Pollo Asado Loaded Chicken Burrito: https://blackstoneproducts.com/blogs/recipes/pollo-asado-loaded-chicken-burrito

Ingredients
Pollo Asado
1.5 lbs chicken breast (whole)
Juice of 2 oranges
Juice of 2 lemons
Juice of 2 limes
1 tbsp garlic powder
2 tbsp Blackstone Garlic Citrus Mojo seasoning
1 tbsp Blackstone Tequila Lime seasoning
2 tbsp olive oil
1 cup Colby Jack cheese (shredded)

Black Bean Salsa
1 red bell pepper (diced)
1 yellow onion (diced)
1 can black beans (rinsed and drained)
1 can corn (drained)
2 cans diced green chiles
Salt and pepper (to taste)

For Serving
Large tortillas
Optional toppings: sour cream, guacamole, salsa

Directions
1. In a bowl, combine the juices from the oranges, lemons, and limes with garlic powder, Garlic Citrus Mojo seasoning, and Tequila Lime seasoning. Coat the chicken breasts in the marinade and let it rest for at least 30 minutes.

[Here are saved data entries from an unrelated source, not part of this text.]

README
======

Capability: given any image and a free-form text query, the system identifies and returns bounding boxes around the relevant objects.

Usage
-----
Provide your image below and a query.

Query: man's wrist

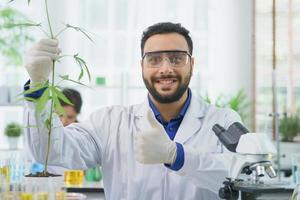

2. Preheat the Blackstone griddle to medium heat. Place the used fruit from the oranges, lemons, and limes face down on the griddle to caramelize. Flip occasionally until the fruit becomes toasted and sweet. Set aside.

3. Drizzle olive oil on the preheated griddle and cook the marinated chicken breasts for 8-10 minutes per side, flipping often to prevent burning from the sugar in the seasoning. Once cooked, let the chicken rest for a few minutes, then chop it into bite-sized pieces.

4. Return the chopped chicken to the griddle. Drizzle the caramelized fruit juice over the chicken and sprinkle with additional Garlic Citrus Mojo and Tequila Lime seasoning. Top with shredded Colby Jack cheese and let it melt. Remove from the griddle.

5. On another part of the griddle, add olive oil and cook the diced red bell pepper, onion, black beans, corn, and diced green chiles for 3-4 minutes until the vegetables soften and the mixture is heated through. Season with salt and pepper to taste.

6. Warm the tortillas on the griddle for about 30 seconds on each side until soft and pliable.

7. To assemble, place the cheesy, caramelized chicken in the center of each tortilla and top with a generous spoonful of the black bean salsa. Fold the sides of the tortilla over the filling and roll it tightly into a burrito.

8. Toast the burritos on the griddle for 1-2 minutes per side until golden and crisp.

9. Slice the toasted burrito in half and serve immediately with optional toppings like sour cream, guacamole, or salsa.